Siginews-London – Pemangkasan anggaran bantuan kemanusiaan dan pembangunan, khususnya yang menyasar sektor kesehatan dan kesejahteraan, bukanlah sekadar kebijakan ekonomi yang netral gender.
Lebih dari itu, tindakan ini dapat dilihat sebagai bentuk kekerasan sistemik terhadap perempuan, yang secara tidak langsung namun signifikan merenggut hak-hak mereka, memperburuk kerentanan, dan bahkan mengancam nyawa.
Harapan dan nyawa jutaan wanita hamil dan melahirkan di seluruh dunia kini terancam. Peringatan keras dari PBB menyebutkan bahwa pemotongan anggaran bantuan berisiko menghapus jejak kemajuan bertahun-tahun dalam menyelamatkan nyawa para ibu, dan justru membuka pintu bagi tragedi kematian yang lebih besar.
Laporan terbaru dari badan-badan PBB, termasuk WHO yang dipublikasikan pada Senin, memperlihatkan betapa berharganya bantuan internasional. Antara tahun 2000 dan 2023, angka kematian ibu global berhasil ditekan hingga 40%, sebuah pencapaian yang sebagian besar ditopang oleh akses yang lebih baik ke layanan kesehatan yang menyelamatkan jiwa.
Namun, secercah harapan ini kini terancam padam. WHO dalam pernyataannya, meski tidak menyebutkan detail pemotongan, secara implisit merujuk pada kebijakan pembekuan bantuan luar negeri oleh pemerintah AS dan penghentian aliran dana USAID untuk berbagai program kesehatan vital. Keputusan serupa dari negara donor lain, termasuk Inggris, semakin memperburuk situasi yang sudah genting.
Dr. Bruce Aylward dari WHO dengan nada prihatin menyatakan, ia menggambarkan dampak pemotongan ini layaknya “dampak seperti pandemi” yang melumpuhkan sistem kesehatan global, dengan potensi luka yang ‘lebih struktural dan mendalam’.
“Salah satu pesan utama adalah bahwa pemotongan dana tidak hanya mengancam kemajuan, tetapi juga dapat menyebabkan kemunduran,” katanya.
Kenyataan pahitnya, menurut WHO, pemangkasan dana telah merenggut layanan kesehatan ibu, bayi baru lahir, dan anak yang sangat dibutuhkan di banyak negara. Dampaknya terasa langsung: jumlah tenaga kesehatan menyusut, klinik dan rumah sakit terpaksa tutup, dan pasokan obat-obatan serta perlengkapan penting untuk mengatasi komplikasi kehamilan seperti pendarahan dan preeklamsia terputus.
PBB juga mengingatkan bahwa dampak buruk pemotongan ini tidak terbatas pada kesehatan ibu dan anak. Pengurangan dana untuk program penanggulangan malaria dan HIV juga akan secara tidak langsung mengancam nyawa para ibu.
Laporan tersebut mengungkapkan bahwa kemunduran kondisi kesehatan ibu sebenarnya sudah terjadi di beberapa negara bahkan sebelum pemotongan bantuan yang diprakarsai oleh Amerika Serikat. Secara global, laju kemajuan juga melambat sejak tahun 2016.
Terlepas dari kemajuan yang tercatat hingga tahun 2023, ironisnya, seorang wanita masih kehilangan nyawanya setiap dua menit – dengan total sekitar 260.000 kematian pada tahun itu – akibat komplikasi kehamilan dan persalinan yang sebenarnya sebagian besar dapat dicegah dan diobati.

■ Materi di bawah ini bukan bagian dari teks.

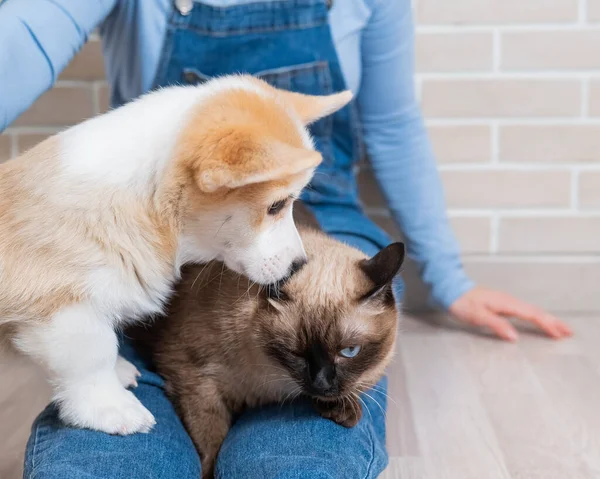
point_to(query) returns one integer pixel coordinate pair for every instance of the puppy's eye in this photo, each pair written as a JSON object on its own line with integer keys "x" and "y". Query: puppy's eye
{"x": 277, "y": 207}
{"x": 350, "y": 351}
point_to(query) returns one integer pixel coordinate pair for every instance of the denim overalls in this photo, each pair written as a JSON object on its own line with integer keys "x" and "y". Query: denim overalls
{"x": 288, "y": 44}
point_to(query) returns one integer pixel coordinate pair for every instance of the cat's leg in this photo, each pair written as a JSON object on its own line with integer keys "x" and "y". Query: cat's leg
{"x": 126, "y": 372}
{"x": 346, "y": 412}
{"x": 78, "y": 348}
{"x": 206, "y": 418}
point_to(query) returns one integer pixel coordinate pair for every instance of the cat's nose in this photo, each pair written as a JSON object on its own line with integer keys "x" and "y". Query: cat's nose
{"x": 323, "y": 381}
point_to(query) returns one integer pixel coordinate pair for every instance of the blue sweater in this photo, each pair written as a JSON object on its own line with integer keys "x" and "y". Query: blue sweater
{"x": 375, "y": 43}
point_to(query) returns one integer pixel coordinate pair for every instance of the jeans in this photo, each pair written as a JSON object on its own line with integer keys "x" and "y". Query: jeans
{"x": 288, "y": 441}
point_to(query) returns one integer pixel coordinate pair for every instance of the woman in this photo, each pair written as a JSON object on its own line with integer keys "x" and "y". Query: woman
{"x": 303, "y": 45}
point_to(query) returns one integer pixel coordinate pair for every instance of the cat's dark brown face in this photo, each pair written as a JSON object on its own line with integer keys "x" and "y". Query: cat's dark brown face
{"x": 332, "y": 326}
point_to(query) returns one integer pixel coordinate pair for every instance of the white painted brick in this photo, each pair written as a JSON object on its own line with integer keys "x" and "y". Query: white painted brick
{"x": 550, "y": 235}
{"x": 454, "y": 52}
{"x": 461, "y": 144}
{"x": 551, "y": 50}
{"x": 495, "y": 11}
{"x": 507, "y": 189}
{"x": 489, "y": 98}
{"x": 550, "y": 143}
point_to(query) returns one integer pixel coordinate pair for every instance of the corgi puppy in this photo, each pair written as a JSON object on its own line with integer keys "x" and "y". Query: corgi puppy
{"x": 96, "y": 222}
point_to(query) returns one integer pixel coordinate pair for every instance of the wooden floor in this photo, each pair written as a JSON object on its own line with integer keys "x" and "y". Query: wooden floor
{"x": 463, "y": 406}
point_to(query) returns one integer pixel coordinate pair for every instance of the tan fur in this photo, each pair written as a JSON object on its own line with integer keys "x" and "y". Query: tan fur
{"x": 212, "y": 349}
{"x": 86, "y": 246}
{"x": 46, "y": 250}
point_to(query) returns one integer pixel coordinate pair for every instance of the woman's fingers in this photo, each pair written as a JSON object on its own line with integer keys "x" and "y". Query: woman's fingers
{"x": 507, "y": 305}
{"x": 500, "y": 326}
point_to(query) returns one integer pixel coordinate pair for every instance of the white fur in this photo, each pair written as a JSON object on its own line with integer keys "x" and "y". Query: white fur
{"x": 124, "y": 154}
{"x": 79, "y": 349}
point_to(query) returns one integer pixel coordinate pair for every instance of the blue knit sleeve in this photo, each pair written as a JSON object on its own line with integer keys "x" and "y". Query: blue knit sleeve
{"x": 39, "y": 38}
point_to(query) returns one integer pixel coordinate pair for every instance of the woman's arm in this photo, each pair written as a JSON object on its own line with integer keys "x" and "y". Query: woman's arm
{"x": 405, "y": 167}
{"x": 38, "y": 38}
{"x": 400, "y": 152}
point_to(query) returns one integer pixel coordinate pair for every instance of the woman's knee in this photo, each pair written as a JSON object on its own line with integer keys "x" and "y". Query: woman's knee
{"x": 294, "y": 442}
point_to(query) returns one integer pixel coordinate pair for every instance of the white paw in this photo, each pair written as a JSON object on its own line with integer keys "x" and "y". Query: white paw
{"x": 113, "y": 410}
{"x": 126, "y": 372}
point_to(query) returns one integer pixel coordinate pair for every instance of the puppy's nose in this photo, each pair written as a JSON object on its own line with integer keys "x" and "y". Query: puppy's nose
{"x": 296, "y": 266}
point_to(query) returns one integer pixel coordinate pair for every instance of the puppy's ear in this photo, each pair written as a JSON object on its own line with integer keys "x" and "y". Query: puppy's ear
{"x": 240, "y": 159}
{"x": 381, "y": 269}
{"x": 312, "y": 108}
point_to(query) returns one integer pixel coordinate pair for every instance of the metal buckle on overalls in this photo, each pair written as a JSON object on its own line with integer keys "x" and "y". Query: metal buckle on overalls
{"x": 184, "y": 6}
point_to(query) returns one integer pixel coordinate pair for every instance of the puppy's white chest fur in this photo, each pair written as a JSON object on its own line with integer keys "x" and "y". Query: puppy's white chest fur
{"x": 125, "y": 297}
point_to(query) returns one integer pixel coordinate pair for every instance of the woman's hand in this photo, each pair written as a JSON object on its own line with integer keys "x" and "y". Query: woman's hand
{"x": 484, "y": 307}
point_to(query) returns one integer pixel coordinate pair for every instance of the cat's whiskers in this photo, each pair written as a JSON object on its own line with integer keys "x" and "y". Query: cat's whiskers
{"x": 363, "y": 402}
{"x": 365, "y": 387}
{"x": 376, "y": 402}
{"x": 200, "y": 274}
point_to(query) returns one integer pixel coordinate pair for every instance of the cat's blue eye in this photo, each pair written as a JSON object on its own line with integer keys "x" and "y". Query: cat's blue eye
{"x": 350, "y": 352}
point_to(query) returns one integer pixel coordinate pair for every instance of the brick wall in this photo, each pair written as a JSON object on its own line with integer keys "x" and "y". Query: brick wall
{"x": 511, "y": 93}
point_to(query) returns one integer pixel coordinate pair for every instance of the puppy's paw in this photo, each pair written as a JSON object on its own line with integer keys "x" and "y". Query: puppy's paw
{"x": 346, "y": 413}
{"x": 126, "y": 372}
{"x": 111, "y": 410}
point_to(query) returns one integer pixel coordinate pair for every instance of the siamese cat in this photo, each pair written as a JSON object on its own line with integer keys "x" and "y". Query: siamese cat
{"x": 326, "y": 332}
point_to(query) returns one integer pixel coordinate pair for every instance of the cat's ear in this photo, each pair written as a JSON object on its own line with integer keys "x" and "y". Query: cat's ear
{"x": 381, "y": 268}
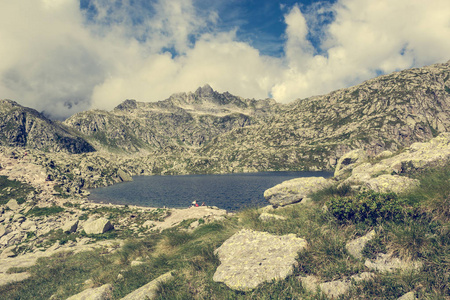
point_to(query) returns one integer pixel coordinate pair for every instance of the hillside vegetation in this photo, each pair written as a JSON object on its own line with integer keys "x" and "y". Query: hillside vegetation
{"x": 413, "y": 225}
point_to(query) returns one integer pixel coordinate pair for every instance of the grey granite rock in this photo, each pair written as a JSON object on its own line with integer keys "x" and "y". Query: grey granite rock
{"x": 97, "y": 226}
{"x": 14, "y": 277}
{"x": 149, "y": 291}
{"x": 249, "y": 258}
{"x": 295, "y": 190}
{"x": 408, "y": 296}
{"x": 348, "y": 161}
{"x": 388, "y": 263}
{"x": 355, "y": 247}
{"x": 70, "y": 226}
{"x": 270, "y": 217}
{"x": 13, "y": 205}
{"x": 336, "y": 288}
{"x": 103, "y": 292}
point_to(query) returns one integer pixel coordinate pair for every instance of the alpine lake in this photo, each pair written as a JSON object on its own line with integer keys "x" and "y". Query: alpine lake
{"x": 226, "y": 191}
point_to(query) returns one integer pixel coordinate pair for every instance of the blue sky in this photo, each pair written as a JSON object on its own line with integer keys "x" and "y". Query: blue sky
{"x": 65, "y": 56}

Situasi memprihatinkan ini diperparah di negara-negara yang dilanda konflik atau bencana alam. Lebih mengkhawatirkan lagi, AS termasuk dalam kelompok kecil hanya empat negara (bersama Venezuela, Republik Dominika, dan Jamaika) yang justru mengalami peningkatan signifikan angka kematian ibu sejak tahun 2000.
Pandemi COVID-19 juga memperburuk keadaan. Laporan mencatat adanya tambahan 40.000 kematian ibu akibat kehamilan atau persalinan pada tahun 2021, sehingga total kematian pada tahun tersebut melonjak menjadi 322.000.
“Meskipun laporan ini menyajikan sedikit harapan, data yang ada juga menggarisbawahi betapa berbahayanya kehamilan di sebagian besar belahan dunia saat ini – padahal solusi untuk menyelamatkan nyawa sebenarnya sudah tersedia,” tegas Direktur Jenderal WHO, Tedros Adhanom Ghebreyesus.